A lot of teams fall into that category of teams that really create a lot of problems once you get into a tournament. You look at Butler, as usual, and Davidson, as you mentioned. You look at the other teams that don't get a lot of notoriety but once they get into the tournament… Last year you had a San Diego get to the Sweet Sixteen, out of that same conference you might get a Saint Mary's who's got a heck of a player in Patrick Mills. I think it's so early for us to get into that conversation. But the beauty of college basketball is that you've always got a David who is going to surprise a Goliath, especially in the early rounds.
Tell me a little about what basketball fans are going to find in your new book, Dick Vitale's Fabulous 50 Players & Moments in College Basketball: From the Best Seat in the House During My 30 Years at ESPN?
Jim O'Connell of the Associated Press just wrote a review and he says it creates an incredible debate, it gets people to agree or disagree on the way I charted them. It's just one man's opinion. Mike Kryszewski said to me that it brings back so many memories. We talk about great moments, obviously it's all related to my 30 years at ESPN, so that eliminates the (Lew) Alcindors, the (Larry) Birds and Magic (Johnson)s. One-and-done players were not included, everything was based on college performance, nothing to do with the NBA, and based on how you affected winning.
So, for example, Jimmy V. [Vitale, late coach of North Carolina State] cutting the nets down, Christian Laettner's miracle shot to beat Kentucky, Georgetown getting shocked by Villanova in '85. You think about Danny (Manning) and Miracles and how he carried Kansas, who was 12-8 at one time, to the  national championship.
Player wise, my number one choice, and a lot of guys disagree and I can respect that, was Patrick Ewing, because I thought going to three Final Fours and winning a national championship, that to me Patrick was worth 20 points before he even set foot on the court. Your preparation as an opposing coach was based on fear of what he was able to do defensively in the lane and it made you become a perimeter-oriented team.

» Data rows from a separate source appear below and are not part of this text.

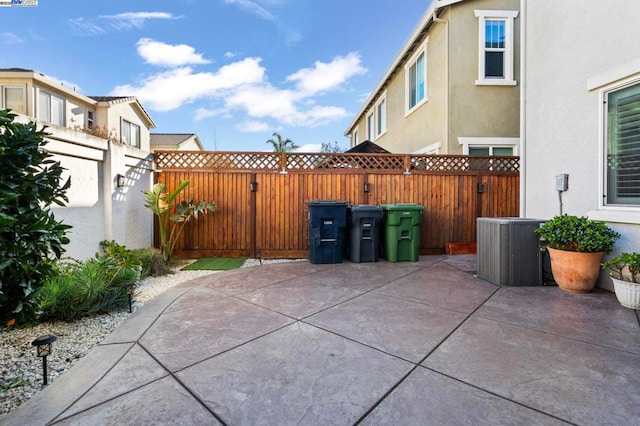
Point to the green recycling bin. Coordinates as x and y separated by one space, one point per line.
402 231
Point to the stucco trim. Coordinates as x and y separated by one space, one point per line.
614 75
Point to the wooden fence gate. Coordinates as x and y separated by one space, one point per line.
261 197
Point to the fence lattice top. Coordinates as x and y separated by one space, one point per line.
299 162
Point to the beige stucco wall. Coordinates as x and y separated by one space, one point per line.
480 111
456 107
581 40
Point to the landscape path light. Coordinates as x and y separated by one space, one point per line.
44 347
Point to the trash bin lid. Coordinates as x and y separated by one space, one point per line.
327 203
366 208
402 206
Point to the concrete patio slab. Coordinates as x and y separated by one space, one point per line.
442 285
161 402
429 398
182 338
403 328
379 343
300 297
297 375
582 383
593 318
136 369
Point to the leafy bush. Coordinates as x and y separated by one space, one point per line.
30 238
581 234
159 201
86 288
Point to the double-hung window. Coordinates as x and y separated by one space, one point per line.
381 113
416 79
13 98
496 47
622 146
130 133
370 126
51 108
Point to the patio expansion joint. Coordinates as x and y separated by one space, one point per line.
59 417
417 365
548 333
497 395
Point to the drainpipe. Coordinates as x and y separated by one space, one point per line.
523 105
447 78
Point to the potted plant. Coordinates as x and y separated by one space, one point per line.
625 274
576 246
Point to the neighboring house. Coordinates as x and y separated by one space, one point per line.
175 142
453 88
104 144
582 113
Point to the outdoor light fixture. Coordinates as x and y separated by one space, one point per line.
44 347
129 290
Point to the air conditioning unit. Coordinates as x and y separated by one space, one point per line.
509 251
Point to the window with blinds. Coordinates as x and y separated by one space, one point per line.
623 146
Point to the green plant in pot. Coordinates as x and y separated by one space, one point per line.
625 274
576 246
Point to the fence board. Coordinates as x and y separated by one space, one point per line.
273 221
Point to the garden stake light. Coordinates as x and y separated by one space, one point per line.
44 347
129 289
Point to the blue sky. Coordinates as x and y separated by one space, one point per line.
231 71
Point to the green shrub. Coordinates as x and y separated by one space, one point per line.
31 239
152 262
92 287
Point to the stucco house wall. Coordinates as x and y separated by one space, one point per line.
98 209
455 105
568 66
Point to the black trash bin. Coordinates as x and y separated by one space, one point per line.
364 233
327 222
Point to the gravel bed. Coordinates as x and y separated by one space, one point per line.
21 369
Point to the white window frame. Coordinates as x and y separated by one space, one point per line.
381 115
370 123
422 50
49 115
91 119
126 135
3 93
508 17
483 142
605 82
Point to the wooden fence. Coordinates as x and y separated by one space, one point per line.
261 197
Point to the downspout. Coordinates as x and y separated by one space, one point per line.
447 79
523 108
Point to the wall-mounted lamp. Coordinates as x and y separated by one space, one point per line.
44 347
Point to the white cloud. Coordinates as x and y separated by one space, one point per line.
323 77
254 8
10 38
253 126
128 20
168 55
120 22
169 90
241 88
309 147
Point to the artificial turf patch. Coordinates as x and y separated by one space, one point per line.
215 264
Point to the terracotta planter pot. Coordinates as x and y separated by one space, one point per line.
628 293
573 271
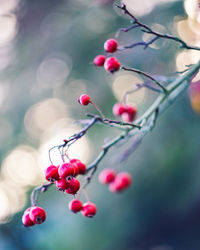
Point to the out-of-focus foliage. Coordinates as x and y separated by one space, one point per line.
46 50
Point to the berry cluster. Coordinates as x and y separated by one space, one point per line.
111 64
117 182
126 112
33 215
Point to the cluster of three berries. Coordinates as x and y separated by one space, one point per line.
64 175
111 64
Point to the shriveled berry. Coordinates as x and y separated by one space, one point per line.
112 64
122 181
51 173
37 215
84 99
110 45
99 60
62 184
26 220
89 209
74 186
66 169
118 109
75 205
107 176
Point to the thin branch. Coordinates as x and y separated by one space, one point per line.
157 35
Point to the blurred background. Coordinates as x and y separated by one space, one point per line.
46 50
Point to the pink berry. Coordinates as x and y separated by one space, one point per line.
37 215
107 176
118 109
62 184
74 186
111 64
51 173
99 60
122 181
66 169
75 206
89 209
110 45
26 220
81 166
84 99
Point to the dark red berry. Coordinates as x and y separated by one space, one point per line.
26 220
118 109
74 186
107 176
37 215
89 209
99 60
110 45
51 173
66 169
75 206
62 184
84 99
112 64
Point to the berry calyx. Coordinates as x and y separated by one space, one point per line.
84 99
122 181
62 184
78 164
107 176
74 186
75 205
99 60
26 220
37 215
118 109
89 209
110 45
112 64
51 173
66 169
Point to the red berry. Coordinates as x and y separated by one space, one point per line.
75 206
74 186
84 99
51 173
107 176
81 166
110 45
37 215
111 64
89 209
118 109
122 181
66 169
99 60
129 113
62 184
26 220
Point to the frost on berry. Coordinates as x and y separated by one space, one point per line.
89 209
110 45
75 205
84 99
107 176
37 215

Number two I got Laettner, who was a great college player, very average NBA player. Number three, and nobody realizes this because he gets looked at as just an average NBA player, but he was a great college player. Nobody really knows this, but he was the only player to ever win three player of the year awards, and that's Ralph Sampson. And then I talk about [Michael] Jordan at number four. Jordan played with some great college players in [Sam] Perkins and [James] Worthy. If you talk NBA, Jordan would be number one.

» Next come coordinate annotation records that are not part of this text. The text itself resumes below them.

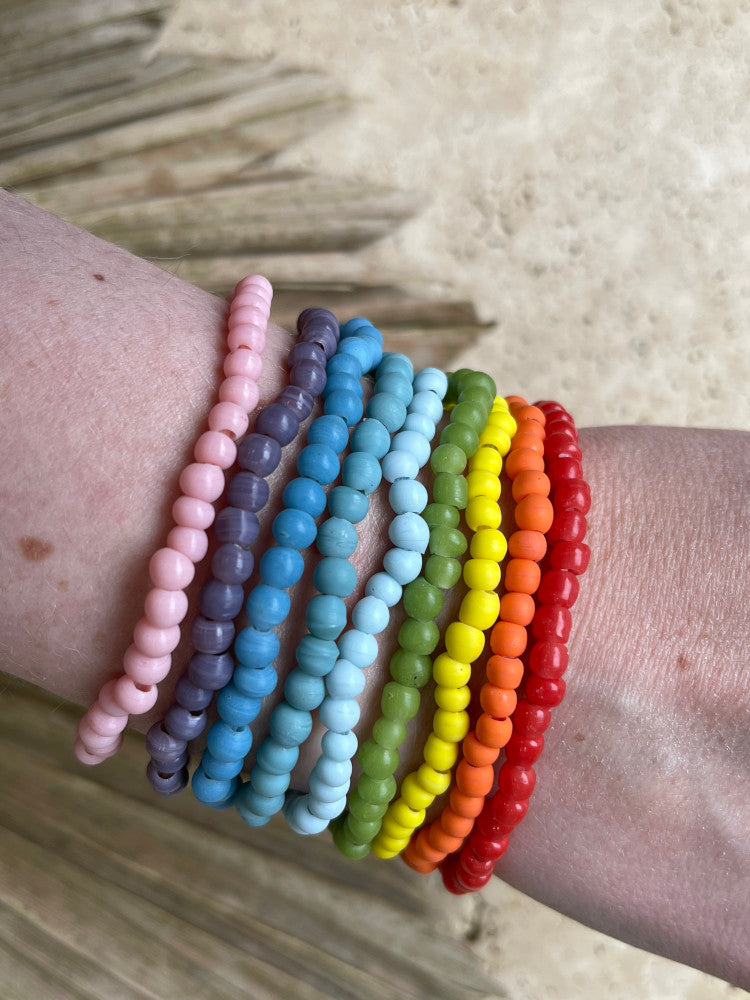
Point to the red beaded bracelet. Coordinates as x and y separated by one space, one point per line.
544 687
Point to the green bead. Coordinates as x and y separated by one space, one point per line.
471 414
444 514
419 637
377 792
398 702
449 458
464 436
389 733
422 600
410 669
442 571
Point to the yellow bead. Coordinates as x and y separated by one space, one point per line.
414 795
486 459
452 699
449 672
483 484
433 781
440 753
450 726
481 574
463 642
479 608
488 543
481 512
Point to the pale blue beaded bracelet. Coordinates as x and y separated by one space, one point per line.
311 812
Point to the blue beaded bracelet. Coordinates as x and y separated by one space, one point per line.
409 451
216 781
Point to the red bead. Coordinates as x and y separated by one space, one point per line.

Number five, I had Danny Manning. If you're a basketball lover, I think it will bring you a lot of excitement. It's an over-sized book, coffee-table size, all in color. We have each player's profile and stats, based on their college days.

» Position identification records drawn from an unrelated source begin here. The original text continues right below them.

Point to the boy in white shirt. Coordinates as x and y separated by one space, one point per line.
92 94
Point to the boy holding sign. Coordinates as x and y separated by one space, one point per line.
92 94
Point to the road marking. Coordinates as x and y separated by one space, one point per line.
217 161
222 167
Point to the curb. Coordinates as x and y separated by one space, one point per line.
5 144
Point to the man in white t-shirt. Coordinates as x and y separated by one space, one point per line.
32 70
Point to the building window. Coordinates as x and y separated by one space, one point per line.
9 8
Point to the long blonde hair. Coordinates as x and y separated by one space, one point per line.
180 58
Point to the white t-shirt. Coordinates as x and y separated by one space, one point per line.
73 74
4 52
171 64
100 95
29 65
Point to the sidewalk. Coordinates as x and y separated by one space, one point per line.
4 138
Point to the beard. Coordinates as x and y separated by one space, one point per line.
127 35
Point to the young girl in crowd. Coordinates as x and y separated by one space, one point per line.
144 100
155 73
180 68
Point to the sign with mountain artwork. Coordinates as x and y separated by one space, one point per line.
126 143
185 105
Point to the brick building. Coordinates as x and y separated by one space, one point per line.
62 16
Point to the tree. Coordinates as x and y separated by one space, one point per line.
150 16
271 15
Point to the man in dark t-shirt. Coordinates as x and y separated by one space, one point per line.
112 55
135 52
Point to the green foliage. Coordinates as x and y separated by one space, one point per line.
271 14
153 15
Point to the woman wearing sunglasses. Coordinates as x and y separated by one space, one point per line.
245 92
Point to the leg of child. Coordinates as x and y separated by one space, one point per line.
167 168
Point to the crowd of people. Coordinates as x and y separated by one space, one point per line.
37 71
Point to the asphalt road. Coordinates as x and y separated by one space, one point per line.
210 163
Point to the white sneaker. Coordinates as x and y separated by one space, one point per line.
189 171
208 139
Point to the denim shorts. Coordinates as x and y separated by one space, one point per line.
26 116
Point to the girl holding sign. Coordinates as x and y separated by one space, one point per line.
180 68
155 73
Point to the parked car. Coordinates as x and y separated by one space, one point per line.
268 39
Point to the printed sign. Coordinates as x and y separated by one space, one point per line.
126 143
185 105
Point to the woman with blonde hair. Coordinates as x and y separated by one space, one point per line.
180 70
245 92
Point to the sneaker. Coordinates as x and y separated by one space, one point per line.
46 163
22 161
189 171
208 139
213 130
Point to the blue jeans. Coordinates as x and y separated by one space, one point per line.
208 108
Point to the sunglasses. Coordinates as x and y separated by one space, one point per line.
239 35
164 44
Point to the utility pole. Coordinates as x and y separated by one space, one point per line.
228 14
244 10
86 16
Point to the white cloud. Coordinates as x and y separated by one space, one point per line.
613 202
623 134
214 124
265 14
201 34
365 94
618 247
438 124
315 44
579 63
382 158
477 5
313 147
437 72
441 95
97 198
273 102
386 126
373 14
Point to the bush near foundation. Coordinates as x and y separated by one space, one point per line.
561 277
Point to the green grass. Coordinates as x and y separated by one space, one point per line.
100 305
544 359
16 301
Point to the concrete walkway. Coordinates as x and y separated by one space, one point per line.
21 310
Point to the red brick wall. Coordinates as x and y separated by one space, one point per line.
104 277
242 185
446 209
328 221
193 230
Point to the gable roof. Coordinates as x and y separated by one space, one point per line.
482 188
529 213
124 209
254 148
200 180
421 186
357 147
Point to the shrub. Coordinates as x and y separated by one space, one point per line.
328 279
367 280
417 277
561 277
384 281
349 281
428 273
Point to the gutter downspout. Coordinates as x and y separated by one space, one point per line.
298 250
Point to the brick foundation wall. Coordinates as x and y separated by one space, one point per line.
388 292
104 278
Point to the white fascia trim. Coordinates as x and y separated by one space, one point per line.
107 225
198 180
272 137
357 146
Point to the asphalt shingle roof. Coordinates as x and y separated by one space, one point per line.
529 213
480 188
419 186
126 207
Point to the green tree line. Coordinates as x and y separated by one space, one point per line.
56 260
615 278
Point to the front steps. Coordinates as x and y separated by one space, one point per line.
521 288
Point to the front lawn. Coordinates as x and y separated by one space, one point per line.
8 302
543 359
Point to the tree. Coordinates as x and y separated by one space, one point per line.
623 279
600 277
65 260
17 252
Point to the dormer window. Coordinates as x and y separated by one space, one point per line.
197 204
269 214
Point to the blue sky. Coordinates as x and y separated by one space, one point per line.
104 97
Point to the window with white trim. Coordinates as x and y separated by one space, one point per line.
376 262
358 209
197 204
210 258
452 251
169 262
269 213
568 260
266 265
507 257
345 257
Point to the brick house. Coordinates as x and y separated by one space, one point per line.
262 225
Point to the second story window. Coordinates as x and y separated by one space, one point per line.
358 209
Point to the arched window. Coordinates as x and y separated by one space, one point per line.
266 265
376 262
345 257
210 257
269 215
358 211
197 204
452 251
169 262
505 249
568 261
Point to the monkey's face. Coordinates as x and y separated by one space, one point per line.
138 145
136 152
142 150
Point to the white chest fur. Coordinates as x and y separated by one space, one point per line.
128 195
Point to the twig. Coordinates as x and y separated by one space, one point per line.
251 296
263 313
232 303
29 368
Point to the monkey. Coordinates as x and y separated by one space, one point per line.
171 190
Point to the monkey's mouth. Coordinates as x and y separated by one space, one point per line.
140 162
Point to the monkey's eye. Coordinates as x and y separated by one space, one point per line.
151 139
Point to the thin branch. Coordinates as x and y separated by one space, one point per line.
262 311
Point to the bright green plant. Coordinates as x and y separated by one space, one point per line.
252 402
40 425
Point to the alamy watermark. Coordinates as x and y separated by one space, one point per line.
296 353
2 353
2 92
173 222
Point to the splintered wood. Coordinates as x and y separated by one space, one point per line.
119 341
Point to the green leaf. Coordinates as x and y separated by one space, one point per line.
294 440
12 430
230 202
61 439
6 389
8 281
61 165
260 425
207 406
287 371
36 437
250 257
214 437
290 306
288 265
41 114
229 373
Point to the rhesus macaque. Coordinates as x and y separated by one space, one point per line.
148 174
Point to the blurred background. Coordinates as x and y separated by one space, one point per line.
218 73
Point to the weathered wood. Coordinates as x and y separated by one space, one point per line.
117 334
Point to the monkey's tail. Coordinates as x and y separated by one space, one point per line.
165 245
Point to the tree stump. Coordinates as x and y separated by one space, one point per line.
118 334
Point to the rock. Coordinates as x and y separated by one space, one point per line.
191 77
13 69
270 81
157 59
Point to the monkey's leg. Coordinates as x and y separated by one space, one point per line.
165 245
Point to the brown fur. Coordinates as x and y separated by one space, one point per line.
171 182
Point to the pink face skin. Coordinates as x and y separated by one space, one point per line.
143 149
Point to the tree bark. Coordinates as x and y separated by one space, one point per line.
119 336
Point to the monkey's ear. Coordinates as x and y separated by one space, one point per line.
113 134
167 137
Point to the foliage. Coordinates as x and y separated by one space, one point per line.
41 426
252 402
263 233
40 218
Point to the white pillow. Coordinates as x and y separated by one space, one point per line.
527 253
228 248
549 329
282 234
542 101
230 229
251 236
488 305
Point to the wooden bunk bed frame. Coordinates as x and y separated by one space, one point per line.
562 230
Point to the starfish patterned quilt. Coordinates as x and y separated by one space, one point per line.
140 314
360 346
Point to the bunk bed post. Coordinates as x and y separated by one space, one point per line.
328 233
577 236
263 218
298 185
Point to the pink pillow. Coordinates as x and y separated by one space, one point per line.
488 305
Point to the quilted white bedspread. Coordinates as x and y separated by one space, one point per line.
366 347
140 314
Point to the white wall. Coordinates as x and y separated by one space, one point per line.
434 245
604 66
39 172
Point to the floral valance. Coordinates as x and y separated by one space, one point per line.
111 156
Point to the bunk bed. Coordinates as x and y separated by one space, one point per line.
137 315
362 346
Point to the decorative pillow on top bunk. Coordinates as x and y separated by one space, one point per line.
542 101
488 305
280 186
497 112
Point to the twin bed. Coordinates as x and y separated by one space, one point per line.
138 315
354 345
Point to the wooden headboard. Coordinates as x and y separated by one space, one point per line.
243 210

The biggest thing I'm excited about is that every book I sell, even when I'm up there in Madison, I have a goal of raising one million dollars for pediatric lung cancer through the V Foundation and they get all of my proceeds, every dollar. So if anybody wants to help us battle that dreaded disease that affects all people -- rich, poor, black, white, Christian or Jewish, it brings you to your knees -- and we are trying like heck to raise those dollars. If you're interested in helping, please visit dickvitaleonline.com
I don't know how much time you get to follow the pro game, but a lot of people around here are excited about the season former Badger Devin Harris is having in New Jersey.
Devin Harris has been absolutely phenomenal. He's been unbelievable. That could be the greatest trade they every made...
Do you remember seeing Harris in college and did you ever think he'd put together a successful NBA career?
I knew he'd be a good pro player but I never thought he'd be a special pro player. I'll be very honest with you, I thought he'd be a third guard, come off the bench and be a factor from that standpoint, but I never thought he'd have the kind of scoring ability he has.